Così Willem Dafoe parla della sua esperienza in Povere Creature! il film di Yorgos Lanthimos con Emma Stone protagonista, in corsa per gli Oscar e da oggi sugli schermi italiani. Un film indubbiamente fascinoso ma a parer nostro anche irritante nel suo voler essere originale ad ogni costo. Le inquadrature distorte, le scenografie e i costumi che creano un mix fantastico e allucinato di antico e moderno sono al contempo e il pregio e il difetto del film, perennemente in bilico tra tragico e grottesco, che racconta (con eccessiva prolissità) l’apprendimento della vita e del mondo di una “creatura”, frutto di un esperimento scientifico, che tutto sperimenta con avidità (e soprattutto appetito sessuale) fino a conquistare coscienza. Nel film Dafoe interpreta il “novello Frankenstein”, segnato a sua volta da brutali esperimenti, un mostro che crea un altro mostro.
“Ovviamente la storia prende in prestito da Frankenstein ma tra i due personaggi c’è una grandissima differenza. Il mostro creato da Frankenstein gli suscita repulsione, il mio personaggio invece quasi si innamora della sua creatura, le dà una seconda chance e la dà anche a se stesso, perché crede nella scienza e vuole dare a questa donna una seconda vita, quindi vede il suo gesto come qualcosa di positivo, generoso, entusiasmante”.

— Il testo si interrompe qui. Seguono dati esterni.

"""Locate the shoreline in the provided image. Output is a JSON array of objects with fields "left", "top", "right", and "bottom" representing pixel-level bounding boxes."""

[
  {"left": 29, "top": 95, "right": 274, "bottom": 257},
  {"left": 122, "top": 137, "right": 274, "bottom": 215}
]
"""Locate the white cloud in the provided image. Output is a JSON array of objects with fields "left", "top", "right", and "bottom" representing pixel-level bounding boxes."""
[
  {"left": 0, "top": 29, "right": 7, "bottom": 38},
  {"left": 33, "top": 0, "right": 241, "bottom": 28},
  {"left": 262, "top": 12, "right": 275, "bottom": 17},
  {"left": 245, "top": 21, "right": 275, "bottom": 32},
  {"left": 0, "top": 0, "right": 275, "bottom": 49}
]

Per interpretare il personaggio, mostro nel corpo e nella sua cieca follia scientifica, Dafoe si sottoponeva ogni giorno a pesanti ore di trucco. “Il trucco è uno strumento fantastico perché dà la possibilità di lavorare con una maschera. Vedi nello specchio qualcosa che svanisce ed emerge qualcun altro. E’ il nucleo del fare finta. E’ confortevole? No. Ma è meraviglioso”.
Nel ruolo di medico, poi, si è sentito perfettamente a proprio agio. “Sono cresciuto tra strumenti medici. Spesso accompagnavo mio padre, praticamente facevo il portiere nella sua clinica, sono stato in mezzo alla malattia negli anni della mia crescita e quindi questo film non mi ha fatto paura, è stato quasi un ritorno in famiglia”.
Dafoe, come noi, ama il Cinema visto in sala “Ma non per la grandezza dello schermo – specifica – ma per l’iniziativa di uscire, di voler condividere la visione con dei perfetti estranei. E’ una cosa bellissima”.
Reduce dalla cerimonia di Los Angeles, dove gli è stata posta una stella sulla Walk of Fame, e tornato nella “sua” Roma ci racconta quell’emozionante esperienza “E’ stata una cerimonia bellissima, si sono presentati amici e registi con cui ho lavorato e mi sono sentito davvero parte di una comunità. Avere una stella è qualcosa che viene riconosciuta universalmente ed è difficile accettare l’idea che mi sopravviverà”.